SAN FRANCISCO (AP) — Tech giant OpenAI has touted its artificial intelligence-powered transcription tool Whisper as having near “human-level robustness and accuracy.”

But Whisper has a major flaw: It’s prone to making up chunks of text or even entire sentences, according to interviews with more than a dozen software engineers, developers and academic researchers. Those experts said some of the made-up texts — known in the industry as hallucinations — can include racial commentary, violent rhetoric and even imaginary medical treatments.

Experts said such inventions are problematic because Whisper is used in a host of industries around the world to translate and transcribe interviews, generate text in popular consumer technologies and create captions for videos.

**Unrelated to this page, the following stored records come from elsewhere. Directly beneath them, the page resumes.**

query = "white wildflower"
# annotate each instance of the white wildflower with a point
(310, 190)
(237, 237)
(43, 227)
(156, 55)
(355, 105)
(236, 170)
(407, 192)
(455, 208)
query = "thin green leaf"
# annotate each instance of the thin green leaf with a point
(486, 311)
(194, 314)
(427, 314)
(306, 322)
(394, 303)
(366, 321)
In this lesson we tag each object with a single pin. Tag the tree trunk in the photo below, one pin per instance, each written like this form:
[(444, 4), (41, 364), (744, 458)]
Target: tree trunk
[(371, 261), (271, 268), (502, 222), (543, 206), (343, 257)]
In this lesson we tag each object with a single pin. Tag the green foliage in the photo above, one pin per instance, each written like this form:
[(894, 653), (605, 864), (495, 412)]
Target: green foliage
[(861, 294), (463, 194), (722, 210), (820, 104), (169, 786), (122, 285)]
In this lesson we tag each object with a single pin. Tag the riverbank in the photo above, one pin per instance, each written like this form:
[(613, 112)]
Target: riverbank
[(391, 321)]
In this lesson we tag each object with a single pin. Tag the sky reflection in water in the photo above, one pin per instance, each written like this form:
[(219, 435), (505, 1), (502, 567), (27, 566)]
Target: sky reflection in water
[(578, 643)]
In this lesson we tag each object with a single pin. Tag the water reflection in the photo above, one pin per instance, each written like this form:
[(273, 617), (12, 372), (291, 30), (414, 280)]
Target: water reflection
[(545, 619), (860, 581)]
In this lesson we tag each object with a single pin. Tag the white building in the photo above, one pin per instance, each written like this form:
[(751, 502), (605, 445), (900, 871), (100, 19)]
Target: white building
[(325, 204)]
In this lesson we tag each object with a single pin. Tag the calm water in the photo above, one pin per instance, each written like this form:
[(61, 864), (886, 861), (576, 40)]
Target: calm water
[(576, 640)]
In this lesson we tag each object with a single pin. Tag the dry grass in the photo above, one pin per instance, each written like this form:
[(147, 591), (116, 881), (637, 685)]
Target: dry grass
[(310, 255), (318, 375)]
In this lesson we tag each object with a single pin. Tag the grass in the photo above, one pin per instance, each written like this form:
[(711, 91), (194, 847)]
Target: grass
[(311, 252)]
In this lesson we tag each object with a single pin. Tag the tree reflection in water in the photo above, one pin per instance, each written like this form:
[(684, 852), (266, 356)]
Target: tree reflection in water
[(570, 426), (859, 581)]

More worrying, they said, is a rush of medical centers to use whisper-based tools to transcribe patients’ consultations with doctors, despite OpenAI’ warnings that the tool should not be used in “high risk areas”.

It’s difficult to perceive the full extent of the problem, but researchers and engineers said they frequently encountered Whisper’s hallucinations in their work. A University of Michigan One researcher conducting a study of public meetings, for example, said he found hallucinations in eight out of every 10 audio transcripts he inspected before he began trying to improve the model.

One machine learning engineer said he initially found hallucinations in about half of the more than 100 hours of Whisper transcripts he analyzed. A third developer said he found hallucinations in nearly every one of the 26,000 transcripts he created with Whisper.

Problems persist even in short, well-recorded audio samples. A recent study by computer scientists found 187 hallucinations in more than 13,000 clear audio fragments they examined.

This trend would lead to tens of thousands of faulty transcripts over millions of records, the researchers said.

Such mistakes could have “really serious consequences”, particularly in hospital settings, he said Alondra Nelsonwho until last year led the White House Office of Science and Technology Policy for the Biden administration.

“Nobody wants a misdiagnosis,” said Nelson, a professor at the Institute for Advanced Study in Princeton, New Jersey. “There should be a higher bar.”

Whispering is also used to create subtitles for the deaf and hard of hearing – a population at particular risk of faulty transcriptions. That’s because deaf and hard-of-hearing people have no way of identifying the artifacts are “hidden among all the other textures,” he said Christian Voglerwho is deaf and directs Gallaudet University’s Technology Access Program.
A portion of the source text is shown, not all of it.